Hinzu kommt, dass auch die zivilgesellschaftlichen Foren aktuell besonders stark von den Einschränkungen der Corona-Regelungen betroffen sind, da Demonstrationen oder Veranstaltungen mit einer großen Personenzahl in den meisten Ländern nicht möglich sind.
3. Wie kann Deutschland auf die Krise reagieren?

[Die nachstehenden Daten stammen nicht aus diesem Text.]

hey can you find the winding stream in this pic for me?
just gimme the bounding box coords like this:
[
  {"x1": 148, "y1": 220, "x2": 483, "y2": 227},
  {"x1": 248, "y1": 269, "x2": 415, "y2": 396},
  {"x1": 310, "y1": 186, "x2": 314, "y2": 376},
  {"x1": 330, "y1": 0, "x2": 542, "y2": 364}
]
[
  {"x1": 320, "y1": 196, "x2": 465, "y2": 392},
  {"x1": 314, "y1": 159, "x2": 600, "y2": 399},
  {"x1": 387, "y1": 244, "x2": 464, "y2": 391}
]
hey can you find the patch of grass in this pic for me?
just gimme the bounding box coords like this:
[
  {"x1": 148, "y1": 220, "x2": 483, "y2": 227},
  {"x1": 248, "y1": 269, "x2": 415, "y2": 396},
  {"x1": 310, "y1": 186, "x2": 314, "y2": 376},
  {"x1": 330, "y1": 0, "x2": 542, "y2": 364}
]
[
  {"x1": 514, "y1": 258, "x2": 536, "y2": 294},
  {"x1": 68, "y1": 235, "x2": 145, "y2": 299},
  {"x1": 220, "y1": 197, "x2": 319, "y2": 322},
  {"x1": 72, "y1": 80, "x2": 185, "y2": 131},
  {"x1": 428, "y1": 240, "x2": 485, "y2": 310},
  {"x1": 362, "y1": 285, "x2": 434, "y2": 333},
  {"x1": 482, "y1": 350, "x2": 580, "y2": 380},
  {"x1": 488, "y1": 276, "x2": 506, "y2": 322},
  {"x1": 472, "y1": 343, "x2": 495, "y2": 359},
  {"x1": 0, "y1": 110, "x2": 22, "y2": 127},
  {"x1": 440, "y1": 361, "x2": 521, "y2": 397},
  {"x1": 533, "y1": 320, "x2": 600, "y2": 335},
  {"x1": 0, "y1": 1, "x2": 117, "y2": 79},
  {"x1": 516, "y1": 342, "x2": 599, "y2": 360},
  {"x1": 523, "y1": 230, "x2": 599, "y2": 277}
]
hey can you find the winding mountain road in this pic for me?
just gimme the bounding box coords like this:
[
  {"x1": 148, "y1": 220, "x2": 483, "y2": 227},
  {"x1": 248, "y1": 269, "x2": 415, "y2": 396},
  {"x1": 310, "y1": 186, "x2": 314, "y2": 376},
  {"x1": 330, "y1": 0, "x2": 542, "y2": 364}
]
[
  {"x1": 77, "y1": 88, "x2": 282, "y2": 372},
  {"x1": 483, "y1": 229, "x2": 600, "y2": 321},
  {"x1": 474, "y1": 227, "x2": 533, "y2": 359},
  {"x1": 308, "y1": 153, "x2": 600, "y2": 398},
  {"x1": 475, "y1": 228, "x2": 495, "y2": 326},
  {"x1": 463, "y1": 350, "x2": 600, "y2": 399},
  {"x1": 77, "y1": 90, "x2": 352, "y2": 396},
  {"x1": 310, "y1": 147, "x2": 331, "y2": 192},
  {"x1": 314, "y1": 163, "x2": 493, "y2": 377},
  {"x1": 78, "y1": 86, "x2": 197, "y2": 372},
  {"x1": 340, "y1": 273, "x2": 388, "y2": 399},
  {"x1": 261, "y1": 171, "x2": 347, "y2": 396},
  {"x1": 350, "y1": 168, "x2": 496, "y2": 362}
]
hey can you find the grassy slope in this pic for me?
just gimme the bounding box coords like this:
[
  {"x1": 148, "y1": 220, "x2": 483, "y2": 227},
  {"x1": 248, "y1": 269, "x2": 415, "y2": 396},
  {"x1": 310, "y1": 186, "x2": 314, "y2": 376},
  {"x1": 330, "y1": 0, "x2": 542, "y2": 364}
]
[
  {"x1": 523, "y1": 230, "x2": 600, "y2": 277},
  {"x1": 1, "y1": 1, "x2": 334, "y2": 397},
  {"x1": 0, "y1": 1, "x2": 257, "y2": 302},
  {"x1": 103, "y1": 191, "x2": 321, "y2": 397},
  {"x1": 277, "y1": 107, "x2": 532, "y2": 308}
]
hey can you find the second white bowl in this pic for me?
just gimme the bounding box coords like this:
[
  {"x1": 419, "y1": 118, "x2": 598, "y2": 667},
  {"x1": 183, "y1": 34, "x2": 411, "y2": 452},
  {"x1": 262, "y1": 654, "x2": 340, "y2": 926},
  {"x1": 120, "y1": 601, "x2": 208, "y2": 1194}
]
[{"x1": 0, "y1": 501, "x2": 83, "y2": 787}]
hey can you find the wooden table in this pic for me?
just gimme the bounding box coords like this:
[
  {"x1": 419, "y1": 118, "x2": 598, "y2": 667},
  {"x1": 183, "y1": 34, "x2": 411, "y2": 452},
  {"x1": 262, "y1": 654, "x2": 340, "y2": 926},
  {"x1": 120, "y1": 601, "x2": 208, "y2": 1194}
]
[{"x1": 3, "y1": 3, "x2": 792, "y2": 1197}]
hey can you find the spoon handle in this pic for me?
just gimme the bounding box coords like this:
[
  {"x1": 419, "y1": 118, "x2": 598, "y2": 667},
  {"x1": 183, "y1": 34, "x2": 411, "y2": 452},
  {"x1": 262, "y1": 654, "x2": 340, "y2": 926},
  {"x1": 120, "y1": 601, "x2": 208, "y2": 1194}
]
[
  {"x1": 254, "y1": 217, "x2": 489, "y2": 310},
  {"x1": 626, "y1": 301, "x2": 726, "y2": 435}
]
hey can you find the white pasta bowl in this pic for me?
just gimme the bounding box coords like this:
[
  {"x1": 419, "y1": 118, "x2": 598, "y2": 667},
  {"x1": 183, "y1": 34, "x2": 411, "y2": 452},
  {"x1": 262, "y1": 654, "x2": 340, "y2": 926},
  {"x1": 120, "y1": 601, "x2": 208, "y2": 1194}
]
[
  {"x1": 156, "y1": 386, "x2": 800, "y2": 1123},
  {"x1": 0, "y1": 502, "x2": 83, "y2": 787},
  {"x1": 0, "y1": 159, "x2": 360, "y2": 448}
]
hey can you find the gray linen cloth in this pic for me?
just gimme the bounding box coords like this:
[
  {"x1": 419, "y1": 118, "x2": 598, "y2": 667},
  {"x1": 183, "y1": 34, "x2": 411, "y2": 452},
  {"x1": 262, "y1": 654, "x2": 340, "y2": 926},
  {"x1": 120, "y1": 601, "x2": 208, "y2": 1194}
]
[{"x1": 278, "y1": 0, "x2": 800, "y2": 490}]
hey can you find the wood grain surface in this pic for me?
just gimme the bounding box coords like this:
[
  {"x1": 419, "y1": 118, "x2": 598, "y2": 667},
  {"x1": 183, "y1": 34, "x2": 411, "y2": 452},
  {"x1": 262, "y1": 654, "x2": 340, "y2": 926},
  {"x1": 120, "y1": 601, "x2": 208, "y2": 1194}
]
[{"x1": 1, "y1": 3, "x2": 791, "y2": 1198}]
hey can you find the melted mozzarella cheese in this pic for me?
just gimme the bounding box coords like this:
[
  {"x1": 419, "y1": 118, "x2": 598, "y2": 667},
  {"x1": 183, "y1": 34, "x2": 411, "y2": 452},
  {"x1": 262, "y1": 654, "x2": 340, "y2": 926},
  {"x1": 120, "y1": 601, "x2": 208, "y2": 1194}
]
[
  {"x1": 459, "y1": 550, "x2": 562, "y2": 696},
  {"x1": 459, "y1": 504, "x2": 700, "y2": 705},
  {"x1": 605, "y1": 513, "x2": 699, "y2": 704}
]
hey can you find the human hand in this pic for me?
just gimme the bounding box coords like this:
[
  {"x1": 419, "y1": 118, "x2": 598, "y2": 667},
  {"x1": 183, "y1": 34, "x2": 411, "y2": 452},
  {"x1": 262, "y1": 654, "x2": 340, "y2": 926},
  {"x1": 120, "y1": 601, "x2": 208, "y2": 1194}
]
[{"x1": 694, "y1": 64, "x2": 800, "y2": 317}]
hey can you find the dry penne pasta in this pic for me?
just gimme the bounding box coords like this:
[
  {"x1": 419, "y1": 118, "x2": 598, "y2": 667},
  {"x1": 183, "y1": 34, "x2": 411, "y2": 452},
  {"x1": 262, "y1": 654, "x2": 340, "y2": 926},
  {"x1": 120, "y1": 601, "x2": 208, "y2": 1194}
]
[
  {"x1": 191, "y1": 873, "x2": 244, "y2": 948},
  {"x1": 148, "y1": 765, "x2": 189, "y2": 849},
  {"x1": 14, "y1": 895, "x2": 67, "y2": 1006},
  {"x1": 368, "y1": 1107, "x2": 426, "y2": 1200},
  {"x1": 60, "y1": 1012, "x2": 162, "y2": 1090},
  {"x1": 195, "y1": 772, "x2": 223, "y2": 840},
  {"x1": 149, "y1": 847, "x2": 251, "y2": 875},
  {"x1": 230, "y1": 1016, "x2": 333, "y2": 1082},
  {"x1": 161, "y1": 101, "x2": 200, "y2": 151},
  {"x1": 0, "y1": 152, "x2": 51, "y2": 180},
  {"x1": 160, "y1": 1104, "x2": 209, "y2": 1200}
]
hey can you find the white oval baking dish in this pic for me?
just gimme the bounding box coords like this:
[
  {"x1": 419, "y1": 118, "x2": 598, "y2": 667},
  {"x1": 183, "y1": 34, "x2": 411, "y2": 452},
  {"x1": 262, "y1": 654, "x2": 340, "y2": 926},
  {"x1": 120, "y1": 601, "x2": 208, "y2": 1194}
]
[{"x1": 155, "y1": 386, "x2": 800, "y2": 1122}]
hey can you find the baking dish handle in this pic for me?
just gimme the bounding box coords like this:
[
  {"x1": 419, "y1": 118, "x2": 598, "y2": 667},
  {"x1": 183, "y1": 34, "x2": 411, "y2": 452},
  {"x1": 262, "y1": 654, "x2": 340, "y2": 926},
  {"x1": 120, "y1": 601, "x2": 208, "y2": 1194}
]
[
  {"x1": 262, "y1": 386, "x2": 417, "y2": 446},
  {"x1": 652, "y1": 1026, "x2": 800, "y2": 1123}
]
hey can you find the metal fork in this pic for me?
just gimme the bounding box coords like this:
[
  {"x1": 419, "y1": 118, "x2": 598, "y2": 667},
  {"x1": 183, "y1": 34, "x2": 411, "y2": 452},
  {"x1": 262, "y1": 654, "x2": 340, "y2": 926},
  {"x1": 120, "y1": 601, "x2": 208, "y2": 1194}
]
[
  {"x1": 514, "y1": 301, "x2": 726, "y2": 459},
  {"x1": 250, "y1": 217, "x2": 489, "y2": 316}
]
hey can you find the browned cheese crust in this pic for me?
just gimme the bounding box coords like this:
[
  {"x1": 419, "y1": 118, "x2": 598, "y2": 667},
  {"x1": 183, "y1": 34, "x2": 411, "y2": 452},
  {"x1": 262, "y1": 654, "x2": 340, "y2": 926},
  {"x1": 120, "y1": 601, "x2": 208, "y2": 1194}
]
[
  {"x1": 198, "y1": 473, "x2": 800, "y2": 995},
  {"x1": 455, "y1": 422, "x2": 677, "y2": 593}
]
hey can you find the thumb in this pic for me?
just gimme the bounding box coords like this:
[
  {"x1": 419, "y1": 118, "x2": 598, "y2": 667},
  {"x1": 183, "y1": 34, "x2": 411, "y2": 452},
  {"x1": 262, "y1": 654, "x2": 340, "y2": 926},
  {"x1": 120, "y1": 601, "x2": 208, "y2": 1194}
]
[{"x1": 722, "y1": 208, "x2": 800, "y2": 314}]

Gerade 2020 sollte im Bereich der Geschlechtergleichstellung in der UN ein Jahr der Jubiläen werden. Die Verabschiedung der Resolution 1325 jährt sich zum 20. Mal und das 25-jährige Jubiläum der Pekinger Aktionsplattform sollte mit den Generation Equality-Foren im Mai und Juli zu zivilgesellschaftlicher Arbeit genutzt werden. Diese Foren sind zunächst verschoben, die Sitzung der Frauenrechtskommission wurde abgesagt, der Umgang mit den jährlichen offenen Debatten im Sicherheitsrat zu sexualisierter Gewalt in bewaffneten Konflikten und Frauen, Frieden und Sicherheit ist ungewiss. Für die Mitgliedschaft Deutschlands 2020 zeichnet sich somit nicht nur die Aufgabe ab, die Agenda zu Frauen, Frieden und Sicherheit weiter zu verfolgen, sondern eine effektive zivilgesellschaftliche Begleitung dieses Prozesses prozedural auch in Zeiten von Corona zu ermöglichen.
Während des eigenen Vorsitzes im Juli 2020 hat Deutschland die Möglichkeit dafür zu sorgen, die Videokonferenzen des Sicherheitsrats nachhaltig öffentlich zugänglich zu machen, indem sie in den Status formaler Sitzungen erhoben werden (gegebenenfalls durch Änderung der Geschäftsordnung) und damit den gleichen Transparenz-Anforderungen wie analoge Sitzungen unterliegen. Das würde den zivilgesellschaftlichen Kräften zumindest die planbare Möglichkeit geben, die Sitzungen in sozialen Medien zeitgleich kritisch zu begleiten. Darüber hinaus wird es wichtig sein, dass zivilgesellschaftliche Kräfte trotz der Einschränkungen Optionen finden, ihre Debatten und Vorstöße weiterzuführen und vorzubringen. Dies gilt auch auf nationaler Ebene: Hier hat die Bundesregierung schon vereinzelt Vorstöße gezeigt, zivilgesellschaftliche Organisationen in die außenpolitische Arbeit durch Videobriefings einzubinden. Die Informationen über solche Vorhaben müssen jedoch öffentlich zugänglich sein, um eine niedrigschwellige Partizipation der Zivilgesellschaft zu ermöglichen. In Deutschlands Verantwortung wird es im Juli 2020 stehen, diese Denkanstöße in seiner Arbeit im Sicherheitsrat zu berücksichtigen.